Hans Bösken ist Bürgermeister von Herzlake. Er erzählt von Onischenko: „Ich habe mich erst vor ein paar Wochen mit ihm getroffen, wir sprachen über sein Gut, er hat neue Pläne.“ Bösken beschreibt den Oligarchen als freundlichen Menschen. „Er ist höflich und lässt nicht raushängen, dass er viel Geld hat.“ Sein Deutsch sei sehr gut, kein Problem, sich mit ihm zu verständigen. Onischenko ist eingetragener Bürger von Herzlake, bestätigt der Bürgermeister.
„Der ließ sich mit dem Hubschrauber einfliegen"
Der Neuankömmling blieb nicht unbemerkt. Er war zwar nur selten da, machte aber immer einen Riesenwirbel, wenn es wieder soweit war. „Der ließ sich mit dem Hubschrauber einfliegen, und dann wussten wir: Onischenko kommt“, erinnert sich eine Nachbarin. Kontakt hätten sie keinen gehabt. Das Gut schotte sich ab, „da laufen scharfe Hunde rum“. Onischenko habe sich gekümmert, die Weiden und alles, „sehr gepflegt und wertvolle Tiere“, sagt die Frau. Sie erzählt von den Trainern und Reitern, die der Oligarch beschäftigt hat – lauter Spitzenleute, darunter René Tebbel, mehrmaliger Deutscher Meister und Olympiateilnehmer. An die deutsche Reiterlegende Paul Schockemöhle hatte Onischenko 44 Pferde verkauft.

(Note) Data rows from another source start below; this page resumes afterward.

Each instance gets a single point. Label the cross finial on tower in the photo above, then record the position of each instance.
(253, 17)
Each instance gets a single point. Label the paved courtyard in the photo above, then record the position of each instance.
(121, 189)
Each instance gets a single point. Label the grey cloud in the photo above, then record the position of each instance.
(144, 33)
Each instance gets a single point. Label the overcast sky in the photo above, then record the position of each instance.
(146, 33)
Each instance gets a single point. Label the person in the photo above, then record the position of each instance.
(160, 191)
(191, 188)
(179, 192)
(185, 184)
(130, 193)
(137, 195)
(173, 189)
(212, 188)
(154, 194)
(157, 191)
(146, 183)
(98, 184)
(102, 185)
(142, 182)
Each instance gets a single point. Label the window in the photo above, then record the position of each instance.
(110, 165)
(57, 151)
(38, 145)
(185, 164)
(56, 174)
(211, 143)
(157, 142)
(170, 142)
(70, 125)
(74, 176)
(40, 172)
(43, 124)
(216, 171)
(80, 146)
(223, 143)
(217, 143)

Dass dieser Mann nun in Haft sitzt – für Herzlakes Bürgermeister ist das ein Rätsel: „Er hat sich ja nicht versteckt und sogar an Reitturnieren teilgenommen.“ Bösken weiß von dem internationalen Haftbefehl, den die Ukraine vor drei Jahren erlassen hat. Das habe aber die ganze Zeit keine Rolle gespielt.
Onischenko ist in Herzlake gemeldet, die Staatsbürgerschaft hat er damit aber noch nicht. Deutschland duldet ihn nur. Zurzeit liegt der Fall noch bei der Generalstaatsanwaltschaft in Oldenburg. Demnächst geht er an das Oldenburger Oberlandesgericht (OLG), wo die Richter entscheiden, ob Onischenko an die Ukraine ausgeliefert wird.

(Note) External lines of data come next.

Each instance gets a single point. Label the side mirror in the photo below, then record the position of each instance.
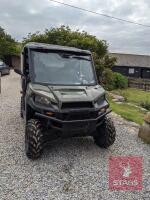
(18, 71)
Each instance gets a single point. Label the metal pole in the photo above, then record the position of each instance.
(0, 82)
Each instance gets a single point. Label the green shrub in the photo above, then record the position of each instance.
(120, 81)
(113, 80)
(145, 104)
(108, 79)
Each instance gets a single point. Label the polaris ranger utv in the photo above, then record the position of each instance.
(61, 97)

Onischenko ist Sportler. Vor fünf Jahren nahm er mit seinem Pferd „Valentino Velvet“ in Frankreich an einem Showturnier teil. Das Bild rechts zeigt den Stall auf Gut Einhaus bei Herzlake. Für seine Tiere ist dem Milliardär offenbar nichts zu teuer.

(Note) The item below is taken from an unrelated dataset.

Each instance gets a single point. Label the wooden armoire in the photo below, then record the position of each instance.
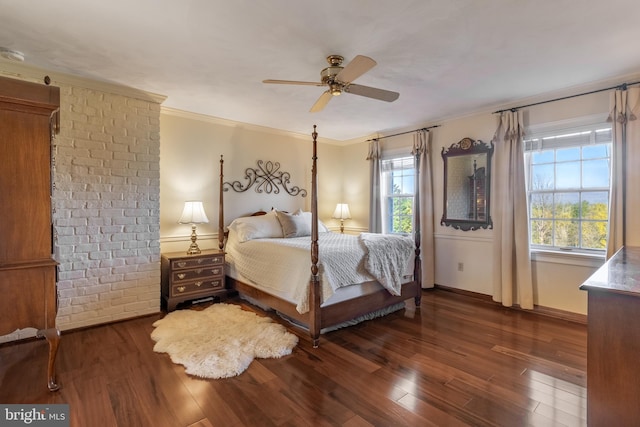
(28, 121)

Dass die deutschen Behörden erst jetzt auf den Haftbefehl und das damit verbundene Auslieferungsbegehren reagieren, könnte mit dem Regierungswechsel in der Ukraine zu tun haben. Bis zum Mai hieß der Präsident Petro Poroschenko. Er war früher eng verbunden mit Onischenko und übertrug ihm in den ersten zwei Jahren seiner Amtszeit wichtige Aufgaben. 2016 kam es zwischen den beiden zum Bruch. Onischenko floh ins Ausland, nach London, später nach Spanien. Zwischendurch war er immer wieder in Deutschland, in Herzlake. Er schrieb ein Buch über Poroschenko und warf ihm vor, korrupt zu sein. Aus Freunden wurde Feinde. Onischenko konnte in seiner Heimat mit keinem fairen Verfahren rechnen, eine Sicht, die von den Behörden in Deutschland offenbar geteilt wurde. Doch nun gibt es mit Wladimir Selenski einen neuen ukrainischen Präsidenten.
Der Anwalt von Onischenko sieht in dem Wechsel für seinen Mandanten keine grundlegend neue Situation. „Die Ukraine war unter Poroschenko weit davon entfernt, ein Rechtsstaat zu sein. Das ist heute nicht anders“, sagt Ingo Minoggio aus Münster. Es bestehe weiterhin die Gefahr, dass Onischenko der Prozess gemacht werde, ohne eine Chance, sich angemessen zu verteidigen. Mehr noch: „Wir haben Hinweise, dass Herrn Onischenko etwas angetan werden könnte.“
Am vergangenen Wochenende hat Minoggio seinen Mandanten im Gefängnis besucht. Eigentlich wollte Onischenko zu der Zeit bereits wieder in Spanien sein, ein Flugticket nach Barcelona war bereits gebucht. Nebenbei hat er sich in Ungarn um ein Visum für die USA bemüht. Mit der Festnahme in Achim liegen diese Pläne vorerst auf Eis.